Obawy inwestorów dodatkowo zaostrza fakt, że niektóre samorządy już teraz zawieszają wydawanie decyzji o warunkach zabudowy, argumentując to rozpoczęciem prac nad planem ogólnym. Takie działanie jest sprzeczne z prawem.

Presja czasu i ryzyko utraty wartości działek

Inwestorzy obawiają się, że w nowych warunkach ich działki stracą na wartości, a budowa stanie się nierealna. Dr Agnieszka Grabowska-Toś, radczyni prawna specjalizująca się w obsłudze procesu inwestycyjnego, w rozmowie z prawo.pl podkreśla, że właściciele nieruchomości są coraz bardziej świadomi zagrożeń.

– Jeśli do końca 2025 roku taki wniosek nie zostanie złożony, a gmina nie uchwali do tego czasu planu ogólnego, to od 1 stycznia 2026 roku na terenie tej gminy nie będzie możliwe wydanie warunków zabudowy – zaznacza.

Co więcej, jeśli w planie ogólnym gmina nie wyznaczy tzw. obszarów uzupełnienia zabudowy, w praktyce oznaczać to będzie całkowity brak możliwości uzyskania decyzji o warunkach zabudowy – poza nielicznymi wyjątkami, jak rozbudowa czy odbudowa istniejących budynków.

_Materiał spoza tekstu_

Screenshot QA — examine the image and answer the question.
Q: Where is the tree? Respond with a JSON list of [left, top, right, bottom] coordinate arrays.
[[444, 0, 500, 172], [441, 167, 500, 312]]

Warto przypomnieć, że nowelizacja ustawy to jeden z kluczowych elementów Krajowego Planu Odbudowy (KPO). Aby Polska mogła rozliczyć wydatki z Komisją Europejską, blisko 80 proc. gmin musi przygotować plany ogólne. Szacowany przez rząd Zjednoczonej Prawicy koszt tych działań wynosi od 300 do 350 mln zł, choć według ekspertów z Polskiej Akademii Nauk kwota ta może wynosić nawet 1,2 mld zł.